We really enjoy this simple stir-fry. I usually add minced garlic, minced ginger, and any other veggies I happen to have on hand, so it never seems to come out the same way twice. From Bon Appetit, May 1998.
- 8 ounces soba noodles, halved
- 1 tablespoon sesame oil
- 2 tablespoons vegetable oil
- 2 boneless skinless chicken breasts, sliced crosswise into 1/3-inch slices
- 6 green onions, sliced diagonally into 1-inch pieces
- 1 carrot, peeled, thinly sliced diagonally
- 1⁄4 teaspoon crushed red pepper flakes
- 6 tablespoons teriyaki sauce
- Cook noodles in large pot of boiling salted water until just tender.

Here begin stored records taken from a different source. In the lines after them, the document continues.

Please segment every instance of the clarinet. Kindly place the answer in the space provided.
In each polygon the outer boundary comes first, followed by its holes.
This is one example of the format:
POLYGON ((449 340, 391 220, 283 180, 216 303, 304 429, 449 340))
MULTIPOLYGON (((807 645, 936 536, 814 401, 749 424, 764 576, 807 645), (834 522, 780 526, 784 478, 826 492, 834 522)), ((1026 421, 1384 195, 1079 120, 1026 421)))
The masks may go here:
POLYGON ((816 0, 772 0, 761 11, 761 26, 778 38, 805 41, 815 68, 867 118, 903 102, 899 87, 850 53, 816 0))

- Drain well; return to pot.
- Add sesame oil and toss to coat.
- Heat vegetable oil in heavy large skillet over high heat.
- Sprinkle chicken with salt and pepper.
- Add chicken to skillet and saute until no longer pink, about 2 minutes.
- Add sliced green onions, carrot and crushed red pepper.
- Stir-fry until vegetables are crisp-tender but still bright in color and chicken is cooked through, about 2 minutes longer.
- Add noodles and teriyaki sauce and toss to blend well.